Diretto il Sindaco, che definisce Amatrice come il “paese che non c’è più”, letteralmente raso al suolo.

Tra le varie strutture che sono state abbattute dal violento sisma, c’è da segnalare un edificio in particolare: la Scuola, uno degli edifici più moderni.

La Scuola di Amatrice, inaugurata nel 2012, è stata anch’essa devastata in modo irreparabile come si può vedere da questa immagine, seppur terminata di costruire da solo quattro anni.

terremoto amatrice

Non solo la facciata, ma anche il suo interno, ha subito delle conseguenze devastanti e, seppur non è il momento di far nascere sterili polemiche, qualche dubbio nasce.

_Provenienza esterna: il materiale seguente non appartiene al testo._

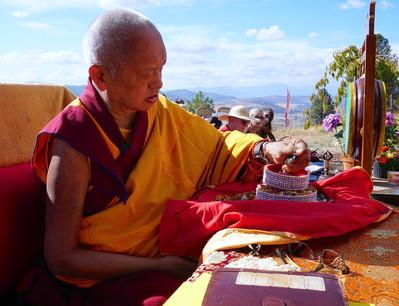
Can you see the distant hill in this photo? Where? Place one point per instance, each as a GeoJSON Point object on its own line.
{"type": "Point", "coordinates": [187, 95]}
{"type": "Point", "coordinates": [276, 102]}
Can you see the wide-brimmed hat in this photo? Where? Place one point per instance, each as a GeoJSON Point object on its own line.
{"type": "Point", "coordinates": [238, 111]}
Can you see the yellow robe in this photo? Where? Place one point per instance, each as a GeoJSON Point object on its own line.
{"type": "Point", "coordinates": [182, 153]}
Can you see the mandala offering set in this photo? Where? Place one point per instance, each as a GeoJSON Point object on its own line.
{"type": "Point", "coordinates": [277, 185]}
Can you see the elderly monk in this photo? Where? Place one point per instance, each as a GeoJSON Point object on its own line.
{"type": "Point", "coordinates": [112, 158]}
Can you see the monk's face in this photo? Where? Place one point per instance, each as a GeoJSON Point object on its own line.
{"type": "Point", "coordinates": [136, 84]}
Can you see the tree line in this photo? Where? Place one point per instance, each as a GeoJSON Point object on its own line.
{"type": "Point", "coordinates": [345, 68]}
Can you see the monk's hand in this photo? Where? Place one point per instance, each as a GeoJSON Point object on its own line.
{"type": "Point", "coordinates": [292, 153]}
{"type": "Point", "coordinates": [182, 267]}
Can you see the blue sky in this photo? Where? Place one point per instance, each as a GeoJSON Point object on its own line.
{"type": "Point", "coordinates": [219, 43]}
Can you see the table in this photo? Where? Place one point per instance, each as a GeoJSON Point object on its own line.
{"type": "Point", "coordinates": [372, 254]}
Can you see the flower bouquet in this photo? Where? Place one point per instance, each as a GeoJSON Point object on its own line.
{"type": "Point", "coordinates": [332, 123]}
{"type": "Point", "coordinates": [388, 158]}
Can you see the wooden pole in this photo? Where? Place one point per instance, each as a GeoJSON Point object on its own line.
{"type": "Point", "coordinates": [368, 132]}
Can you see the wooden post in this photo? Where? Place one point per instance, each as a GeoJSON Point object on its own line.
{"type": "Point", "coordinates": [368, 59]}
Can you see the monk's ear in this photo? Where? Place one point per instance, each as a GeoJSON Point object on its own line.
{"type": "Point", "coordinates": [98, 75]}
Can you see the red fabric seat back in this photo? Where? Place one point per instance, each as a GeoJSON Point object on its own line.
{"type": "Point", "coordinates": [22, 207]}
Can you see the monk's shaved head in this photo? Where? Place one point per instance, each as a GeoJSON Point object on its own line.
{"type": "Point", "coordinates": [114, 37]}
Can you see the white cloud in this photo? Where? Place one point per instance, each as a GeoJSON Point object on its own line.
{"type": "Point", "coordinates": [20, 14]}
{"type": "Point", "coordinates": [273, 32]}
{"type": "Point", "coordinates": [227, 62]}
{"type": "Point", "coordinates": [46, 5]}
{"type": "Point", "coordinates": [36, 25]}
{"type": "Point", "coordinates": [386, 4]}
{"type": "Point", "coordinates": [196, 58]}
{"type": "Point", "coordinates": [63, 67]}
{"type": "Point", "coordinates": [349, 4]}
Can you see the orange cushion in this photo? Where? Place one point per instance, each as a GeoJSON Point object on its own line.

Com’è possibile che una Scuola terminata di costruire solo 4 anni fa, ipotizzando sia stata edificata con tutte le varie indicazioni anti-sismiche, considerato il luogo ad alto rischio, sia stata quasi completamente frantumata dal terremoto?

Il terremoto è stato così violento da far cadere un edificio anti-sismico? Oppure la Scuola non rispettava tutte indicazioni di sicurezza?

Eppure l’ingegneria sismica ha dimostrato più e più volte quanto le tecniche anti-sismiche siano in grado di assicurare, anche in maniera efficace, una protezione totale della struttura edificata.

La situazione nel paese è tragica, così come in tutta la zona, e non è sicuramente il caso e il momento di fare delle inutili ed affrettate analisi.

Ma c’è solo una domanda che viene spontanea porsi: se questo maledetto terremoto fosse avvenuto in periodo scolastico, quando insegnanti, studenti e personale non docente si trovavano all’interno della Scuola, cosa sarebbe avvenuto?

Avremmo dovuto parlare di terremoto devastante o ennesimo caso di negligenza e trascuranza di come dev’essere tirata su una struttura contenente bambini e ragazzi?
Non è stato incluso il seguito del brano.